Tuesday, January 21, 2014

THE UPPER CLASS BRITISH ACCENT


I'll take this opportunity to respond to a British commenter (name witheld by request) who said that he couldn't stand to hear upper class accents on the BBC. I love that accent myself, but then again I live in America and have never had it used against me in the form of a class weapon. I thought it might be fun to put myself behind his eyes, and try to see the language war the way he sees it.

The commenter must go nuts when he sees short films like the one above. In the film Peter Sellers is a twit, but he's confident that his accent and upper class bearing will get him a date with a girl he doesn't even know, and it does. This arrogant, aristocratic confidence drives the commenter crazy. It's as if the accent was deliberately devised, not just to insult and exclude working people, but to rub their noses in the insult in as many ways as possible. Well, maybe it was, at least in part. Even so, I can't really agree that Britain would be better off without it (the commenter never said that it would, but I'll pretend that he did)

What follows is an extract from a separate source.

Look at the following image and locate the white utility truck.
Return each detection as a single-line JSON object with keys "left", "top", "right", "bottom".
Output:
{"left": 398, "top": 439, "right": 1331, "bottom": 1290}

Listen to Dylan Thomas (above) read "Do Not Go Gentle." Does anyone seriously think that poem would sound as good if it were read by a cockney? Does anyone imagine that the reader (Thomas) had the intention of suppressing anyone when he read it? My guess is that Thomas talks the way he does mainly because it strikes his poet's ear as beautiful...which it is...and because it connects him to Chaucer, Marlowe, Shakespeare, and Milton. If Britain ever exterminates that language, and the best part of the culture that goes with it, then Britain won't be Britain. It'll just be another tube stop at the edge of Eurasia.

 Let me digress to talk about what language and accent is. It's more than a conveyor of text. At the level Thomas uses it, it's layered with ideals of intellect and civilized behavior, of self-discipline, dignity and compassion, of manliness and efficacy. It's amazing that an accent was forged that can convey so much information, and can attach these qualities to whatever idea is being expressed. It's a language that attempts to improve the speaker and listener alike. I regard it as nothing less than miraculous...even if it is misused by people like the character Peter Sellers played.